Giallo napoletano (1979) di Sergio Corbucci

stanotte ci sono gli Oscar, beh, e chi se ne fotte, io preferisco guardare un bel film e recensirlo...a voi... 





Solo i nomi dovrebbero bastare: Sergio Corbucci, Peppino De Filippo, Renato Pozzetto, Michel Piccoli, Marcello Mastroianni, Ornella Muti. La scena iniziale poi, con un fermo immagine dove abbiamo Alfred Hitchcock e Totò insieme, che si scopre poi essere un manifesto che vaga per la città, ci fa capire fin da subito la cifra del film (uno spaghetti-thriller fatto a regola d'arte).  
Anche la storia ha la sua parte: un professore di mandolino, costantemente squattrinato (a causa del padre accanito giocatore d'azzardo) è costretto a lavorare per le strade di Napoli. Per colpa di un ricatto si trova dentro un altro ricatto e di lì la storia ha inizio. Storia di ricatto, d'amori, di rancori, di sotterfugi e di costante incomprensione (a volta voluta, altre no) tra tutti i personaggi. Il film è riuscito: fa ridere quando deve, soprattutto con Pozzetto, ma anche con Mastroianni (con lui è più un riso amaro), e riesce anche a tenere sulle spine con gli inseguimenti, sia a piedi che sulle auto, girati e montati alla perfezione. 
In più la trama, complessivamente affascina, appassiona e rapisce, lo spettatore è attratto in questa rete di truffe, fregature, incomprensioni, amori, tradimenti, e si vuole arrivare alla fine per capire, per riuscire a decifrare, a stanare il vero cattivo, e riuscire anche a capire se il nostro protagonista è il vero buono o meno. 
Il finale buonista risolve un pò un film a tinte scure, che però ha il pregio di dipingere una Napoli reale, dove gli eroi non volano dai tetti, e dove i cattivi non dispongono di armi nucleari: minacce fatte coi coltelli, fughe a piedi sui tetti risolti grazie ad una rete lanciata in testa all'inseguitore. Tutto questo da al film un'aria di realtà, di verosimiglianza che non dispiace, e che porta lo spettatore a rispecchiarsi subito nel protagonista, che diventa investigatore come in molti film di Hitchcock, ma che non ha alcuna dote particolare, se non una estrema perseveranza nel cercare la verità (spinta dalla promessa del maestro di offrirgli un posto nella propria orchestra). 

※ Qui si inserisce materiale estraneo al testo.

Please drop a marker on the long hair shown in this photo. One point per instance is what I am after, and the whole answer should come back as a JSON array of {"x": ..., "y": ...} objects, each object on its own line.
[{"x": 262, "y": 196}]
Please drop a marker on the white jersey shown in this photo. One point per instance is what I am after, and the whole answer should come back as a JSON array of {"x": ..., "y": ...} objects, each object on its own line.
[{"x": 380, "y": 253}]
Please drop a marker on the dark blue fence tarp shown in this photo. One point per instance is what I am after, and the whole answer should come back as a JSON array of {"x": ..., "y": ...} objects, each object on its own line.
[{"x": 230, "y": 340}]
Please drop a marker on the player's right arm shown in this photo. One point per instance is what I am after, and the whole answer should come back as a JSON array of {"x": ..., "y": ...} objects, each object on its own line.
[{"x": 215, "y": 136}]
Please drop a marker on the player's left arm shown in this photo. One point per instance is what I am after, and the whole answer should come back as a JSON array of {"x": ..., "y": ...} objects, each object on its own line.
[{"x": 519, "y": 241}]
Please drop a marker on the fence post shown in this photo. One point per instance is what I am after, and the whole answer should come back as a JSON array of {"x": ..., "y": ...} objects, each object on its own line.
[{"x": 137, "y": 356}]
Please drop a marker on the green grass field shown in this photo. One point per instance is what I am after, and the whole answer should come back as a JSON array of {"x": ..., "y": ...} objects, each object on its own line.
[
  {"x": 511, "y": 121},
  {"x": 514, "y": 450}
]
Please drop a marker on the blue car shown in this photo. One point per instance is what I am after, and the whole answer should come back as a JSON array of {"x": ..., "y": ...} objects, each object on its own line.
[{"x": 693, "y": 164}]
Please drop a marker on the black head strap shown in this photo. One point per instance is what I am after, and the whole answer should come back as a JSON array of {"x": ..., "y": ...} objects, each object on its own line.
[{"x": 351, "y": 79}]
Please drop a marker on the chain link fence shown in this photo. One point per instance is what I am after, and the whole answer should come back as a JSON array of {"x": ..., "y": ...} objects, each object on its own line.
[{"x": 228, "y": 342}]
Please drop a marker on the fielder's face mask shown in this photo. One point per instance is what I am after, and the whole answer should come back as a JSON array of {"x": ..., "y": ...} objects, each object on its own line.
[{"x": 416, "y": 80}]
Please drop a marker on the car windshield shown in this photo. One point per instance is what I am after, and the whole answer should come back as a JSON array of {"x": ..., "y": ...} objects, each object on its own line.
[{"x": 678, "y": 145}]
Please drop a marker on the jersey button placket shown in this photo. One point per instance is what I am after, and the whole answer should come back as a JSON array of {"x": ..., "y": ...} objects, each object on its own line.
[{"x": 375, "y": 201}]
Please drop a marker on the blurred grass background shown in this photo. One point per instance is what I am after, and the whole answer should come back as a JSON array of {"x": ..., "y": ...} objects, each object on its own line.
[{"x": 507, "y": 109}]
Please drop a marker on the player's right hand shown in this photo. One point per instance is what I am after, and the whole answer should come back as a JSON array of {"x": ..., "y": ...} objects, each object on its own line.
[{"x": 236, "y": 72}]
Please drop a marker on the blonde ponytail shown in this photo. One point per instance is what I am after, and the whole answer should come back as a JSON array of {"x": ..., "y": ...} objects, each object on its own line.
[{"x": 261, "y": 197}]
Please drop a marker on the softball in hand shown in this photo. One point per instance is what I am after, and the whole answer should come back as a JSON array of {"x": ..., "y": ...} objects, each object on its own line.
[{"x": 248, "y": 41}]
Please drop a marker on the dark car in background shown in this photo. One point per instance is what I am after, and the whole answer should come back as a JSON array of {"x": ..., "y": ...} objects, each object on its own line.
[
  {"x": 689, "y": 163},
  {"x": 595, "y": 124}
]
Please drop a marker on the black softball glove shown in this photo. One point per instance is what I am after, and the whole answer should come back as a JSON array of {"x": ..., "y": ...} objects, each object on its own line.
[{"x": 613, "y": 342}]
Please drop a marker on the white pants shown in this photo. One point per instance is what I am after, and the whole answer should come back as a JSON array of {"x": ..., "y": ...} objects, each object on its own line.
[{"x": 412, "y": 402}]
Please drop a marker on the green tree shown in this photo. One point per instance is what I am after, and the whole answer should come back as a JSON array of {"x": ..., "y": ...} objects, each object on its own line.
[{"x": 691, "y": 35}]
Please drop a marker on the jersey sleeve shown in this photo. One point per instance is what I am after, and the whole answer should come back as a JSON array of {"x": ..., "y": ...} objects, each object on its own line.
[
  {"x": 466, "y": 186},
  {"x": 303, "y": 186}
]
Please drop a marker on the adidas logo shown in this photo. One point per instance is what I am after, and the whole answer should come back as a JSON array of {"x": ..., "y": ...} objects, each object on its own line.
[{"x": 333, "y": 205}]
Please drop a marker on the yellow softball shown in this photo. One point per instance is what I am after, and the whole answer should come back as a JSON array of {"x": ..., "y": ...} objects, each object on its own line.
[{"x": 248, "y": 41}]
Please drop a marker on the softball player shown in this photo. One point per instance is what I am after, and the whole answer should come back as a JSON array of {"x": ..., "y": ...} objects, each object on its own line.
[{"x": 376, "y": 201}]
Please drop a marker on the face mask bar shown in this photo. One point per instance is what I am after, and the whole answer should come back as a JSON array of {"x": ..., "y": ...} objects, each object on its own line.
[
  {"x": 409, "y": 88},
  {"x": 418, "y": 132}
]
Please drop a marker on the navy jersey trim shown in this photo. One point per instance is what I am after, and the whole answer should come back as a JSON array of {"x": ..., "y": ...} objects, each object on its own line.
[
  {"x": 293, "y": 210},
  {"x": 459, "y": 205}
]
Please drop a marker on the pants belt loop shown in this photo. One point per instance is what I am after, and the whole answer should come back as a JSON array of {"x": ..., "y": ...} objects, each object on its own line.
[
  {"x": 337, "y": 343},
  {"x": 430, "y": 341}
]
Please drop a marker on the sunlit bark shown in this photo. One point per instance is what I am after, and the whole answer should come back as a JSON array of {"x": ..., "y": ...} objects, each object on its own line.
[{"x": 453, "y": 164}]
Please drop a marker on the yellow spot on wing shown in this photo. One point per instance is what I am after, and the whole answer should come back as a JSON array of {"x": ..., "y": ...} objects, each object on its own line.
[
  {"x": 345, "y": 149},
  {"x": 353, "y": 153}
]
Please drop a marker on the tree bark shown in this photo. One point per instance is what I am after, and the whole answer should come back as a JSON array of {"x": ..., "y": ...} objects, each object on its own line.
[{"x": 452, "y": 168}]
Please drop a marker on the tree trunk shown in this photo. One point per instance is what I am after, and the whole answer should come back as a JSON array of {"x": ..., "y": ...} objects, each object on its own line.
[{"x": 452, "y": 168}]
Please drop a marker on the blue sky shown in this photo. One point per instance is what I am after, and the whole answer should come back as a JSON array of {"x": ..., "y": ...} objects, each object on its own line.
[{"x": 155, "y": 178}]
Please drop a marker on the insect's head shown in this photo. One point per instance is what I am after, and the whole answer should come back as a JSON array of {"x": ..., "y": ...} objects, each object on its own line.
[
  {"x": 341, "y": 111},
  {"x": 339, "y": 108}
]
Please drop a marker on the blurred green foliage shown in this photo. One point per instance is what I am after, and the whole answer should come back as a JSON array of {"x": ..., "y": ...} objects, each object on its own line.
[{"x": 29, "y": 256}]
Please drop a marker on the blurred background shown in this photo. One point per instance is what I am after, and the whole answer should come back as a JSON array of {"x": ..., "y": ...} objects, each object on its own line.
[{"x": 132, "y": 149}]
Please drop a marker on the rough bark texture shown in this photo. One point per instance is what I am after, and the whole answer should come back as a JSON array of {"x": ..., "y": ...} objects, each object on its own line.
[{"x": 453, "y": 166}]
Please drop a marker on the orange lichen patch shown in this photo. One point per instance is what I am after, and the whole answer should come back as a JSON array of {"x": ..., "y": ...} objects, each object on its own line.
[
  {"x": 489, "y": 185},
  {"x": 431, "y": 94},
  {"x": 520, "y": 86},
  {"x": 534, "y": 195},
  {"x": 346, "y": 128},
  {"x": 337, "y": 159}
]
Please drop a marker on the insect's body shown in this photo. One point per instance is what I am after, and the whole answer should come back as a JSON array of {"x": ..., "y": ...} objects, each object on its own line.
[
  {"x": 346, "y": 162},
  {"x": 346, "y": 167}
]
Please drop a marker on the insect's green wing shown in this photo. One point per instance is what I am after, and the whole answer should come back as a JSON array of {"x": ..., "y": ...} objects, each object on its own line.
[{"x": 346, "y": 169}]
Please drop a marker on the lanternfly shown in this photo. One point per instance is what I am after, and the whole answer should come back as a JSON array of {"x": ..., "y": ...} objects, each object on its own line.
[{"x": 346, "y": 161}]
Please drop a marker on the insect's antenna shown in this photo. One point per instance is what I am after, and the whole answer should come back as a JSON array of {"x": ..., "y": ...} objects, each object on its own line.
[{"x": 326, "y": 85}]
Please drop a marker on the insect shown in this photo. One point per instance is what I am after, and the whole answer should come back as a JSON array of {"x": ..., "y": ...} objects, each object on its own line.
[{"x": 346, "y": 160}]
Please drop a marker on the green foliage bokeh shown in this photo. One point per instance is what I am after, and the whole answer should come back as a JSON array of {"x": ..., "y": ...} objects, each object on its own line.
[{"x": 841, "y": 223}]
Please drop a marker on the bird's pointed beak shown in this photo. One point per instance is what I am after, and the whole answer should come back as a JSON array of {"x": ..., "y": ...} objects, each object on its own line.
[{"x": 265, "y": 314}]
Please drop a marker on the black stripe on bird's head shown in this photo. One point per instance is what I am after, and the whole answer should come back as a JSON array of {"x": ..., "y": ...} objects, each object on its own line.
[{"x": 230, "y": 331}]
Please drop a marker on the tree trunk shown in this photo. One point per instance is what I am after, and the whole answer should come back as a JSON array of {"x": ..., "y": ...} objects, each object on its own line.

La fotografia (di Luigi Kuveiller, e si vede (forse a causa sua il "riferimento" del titolo?)) è perfetta, semplice, non invadente e non fastidiosa, e neanche esasperata o epilettica nelle scene d'azione. Lo stacco di coscia della Muti vale 1000 volte la sua intera carriera di attrice, e lì il merito è sia della Muti, ma anche e soprattutto di come la Muti viene inquadrata. La musica potremmo dire che è una non-protagonista, ma forse è meglio dire che è co-protagonista, perché ha un ruolo non indifferente all'interno della storia; e qui Riz Ortolani ci fa dono di una colonna sonora non indimenticabile, ma comunque molto efficace (la musica è presente in tutta la pellicola, ma solo prestando molta attenzione la si può sentire, accompagna il tutto senza infastidire o intralciare). 
Unica pecca: le scenografie non rispecchiano l'aria di festa dell'ambientazione (perché farlo proprio a natale? fatelo in un periodo qualsiasi, un concerto ci può stare sempre, e anche una festa qualsiasi all'ospedale psichiatrico si poteva fare). 
Il titolo è esplicativo e riassuntivo di un film che racconta una storia gialla a Napoli: GIALLO NAPOLETANO.